Couple Sues Google for Street View Photos on Private Road
We’ve heard all kinds of privacy concerns since Google Maps launched its Street View photos last May, most of which have had little legal merit. However, this week a new lawsuit about Street View images could change that.
Aaron and Christine Boring (yeah, seriously) of Pittsburgh, PA, are suing Google for posting images of their home which is located on a private road. The suit, filed Wednesday in Pennsylvania, asks for $25,000 in damages and the destruction of all photos of their home in all media (including film . . .). The suit does display a basic knowledge of the Street View program (other than the film part). It was filed on Wednesday (so this isn’t an April Fools’ joke).
What better way to protect your privacy, bought for “a considerable sum of money” (according to the Smoking Gun, records indicate that was $163,000), than to file a public record with the address and photographs of your private residence?

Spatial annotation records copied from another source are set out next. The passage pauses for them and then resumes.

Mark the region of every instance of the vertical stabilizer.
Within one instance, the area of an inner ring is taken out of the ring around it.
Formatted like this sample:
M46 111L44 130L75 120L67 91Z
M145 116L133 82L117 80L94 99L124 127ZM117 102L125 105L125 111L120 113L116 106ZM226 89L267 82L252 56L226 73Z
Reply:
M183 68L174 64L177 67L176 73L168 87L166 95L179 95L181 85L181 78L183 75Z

But seriously, there is some merit to some of their arguments. They claim that the private status of their road is “clearly marked.” I’m not sure which of the actual road signs from their road, pictured at right, is supposed to be the clearly marked one, but maybe it’s legible in person.
Perhaps best of all? The road numbering Google uses is so off that you actually can’t locate their house given their street address unless you know what you’re looking for.
However, the suit does get a bit more credible. It appears that Oakridge Ln terminates in the Borings’ private driveway. In the suit, they state that their property contains a 50-foot easement (presumably the road). So Google did, apparently, drive up their driveway and photograph their house, garage and pool. How this caused them $25,000 in damages remains to be demonstrated, of course.
But here’s one idea for a compromise: Google will destroy any photos taken from within fifty feet of the Boring house (ie on the Boring property). However, I’m not sure that just being on a private road, especially a portion not owned and controlled by the plaintiffs, constitutes an infringement of their privacy.